Das Ergebnis ist bekannt. „Ich war in jedem Jahr bei dem jeweiligen Großereignis dabei. Das hat kein anderer deutscher Zehnkämpfer geschafft. Und ich habe eine Medaille. Das ist schon super - und angesichts eines Ashton Eaton, der den Zehnkampf nun einmal unerreichbar beherrscht, ist Gold sowieso für jeden anderen auf der Welt unrealistisch“, sagt Rico Freimuth. Natürlich ist der US-Superstar, inzwischen ein guter Freund von Freimuth, auch in Rio der alleinige Goldanwärter.

Hoffnungsvoller Formtest

Der Hallenser wird dort seinen eigenen Wettkampf gegen sich selbst bestreiten , seinen Körper bis zur Leistungsgrenze treiben. „Dann werden wir sehen, wozu das reicht“, sagt Rico Freimuth. Er lächelt dabei. Denn inzwischen kehrte zu ihm der Glaube zurück, doch nicht als chancenloser Mitläufer in das zweitägige Punkterennen, das am 17. August beginnt, zu gehen.

Beim letzten Form-Test der deutschen Mehrkämpfer vor drei Wochen in Neuwied nämlich zeigte sich Rico Freimuth plötzlich überraschend gut in Schuss.
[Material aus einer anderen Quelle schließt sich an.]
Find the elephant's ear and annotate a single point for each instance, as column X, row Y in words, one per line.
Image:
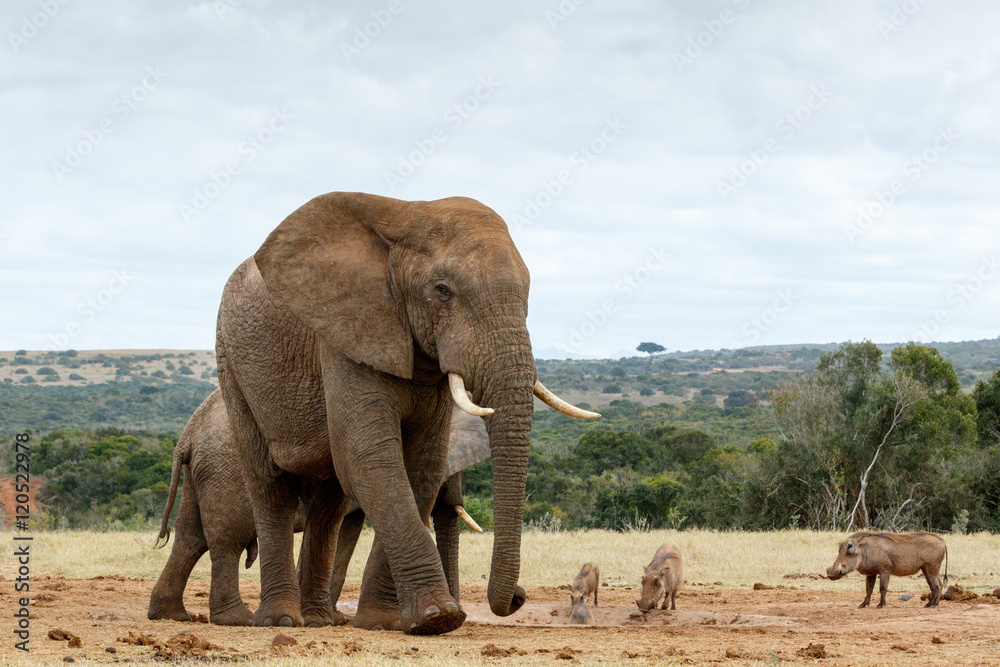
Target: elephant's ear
column 468, row 442
column 329, row 263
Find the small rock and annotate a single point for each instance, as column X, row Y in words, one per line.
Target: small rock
column 813, row 651
column 566, row 653
column 494, row 651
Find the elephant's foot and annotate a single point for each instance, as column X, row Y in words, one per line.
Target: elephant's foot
column 373, row 618
column 278, row 613
column 238, row 615
column 432, row 615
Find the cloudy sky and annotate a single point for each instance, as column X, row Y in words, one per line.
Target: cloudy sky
column 698, row 174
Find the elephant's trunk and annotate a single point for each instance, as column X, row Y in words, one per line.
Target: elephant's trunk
column 507, row 388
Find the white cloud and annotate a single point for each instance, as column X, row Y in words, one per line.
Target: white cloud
column 654, row 185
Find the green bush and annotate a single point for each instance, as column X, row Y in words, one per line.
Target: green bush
column 481, row 511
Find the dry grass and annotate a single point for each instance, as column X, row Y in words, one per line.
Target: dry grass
column 736, row 559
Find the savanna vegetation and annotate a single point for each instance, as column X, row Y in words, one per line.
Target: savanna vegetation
column 856, row 435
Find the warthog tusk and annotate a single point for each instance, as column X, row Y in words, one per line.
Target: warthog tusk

Er lief die 110 Meter Hürden, seine Sahnedisziplin, in passablen 14,15 Sekunden. Beim Hochsprung schaffte er 1,95 Meter, ließ dann 1,98 aus - und ging die 2,01 Meter an. Was Bestleistung gewesen wäre. Dazu kamen 44,96 Meter mit dem Diskus und 21,70 Sekunden über die 200 Meter.

„Der Hochsprung war stark, die Läufe in Ordnung - und wenn ich den Diskus an die 50 Meter geworfen hätte, dann wären schon wieder Hochrechnungen, Rio betreffend, aufgemacht worden. So ist alles gut. Ich weiß, dass meine Formkurve ansteigt. Das macht ein wenig Hoffnung auf einen versöhnlichen Wettkampf.“

Am Freitag fliegt Rico Freimuth dann doch mit einem ganz guten Gefühl los. (mz)

Rico Freimuth beim Training in Halle - es geht voran.
Rico Freimuth beim Training in Halle - es geht voran.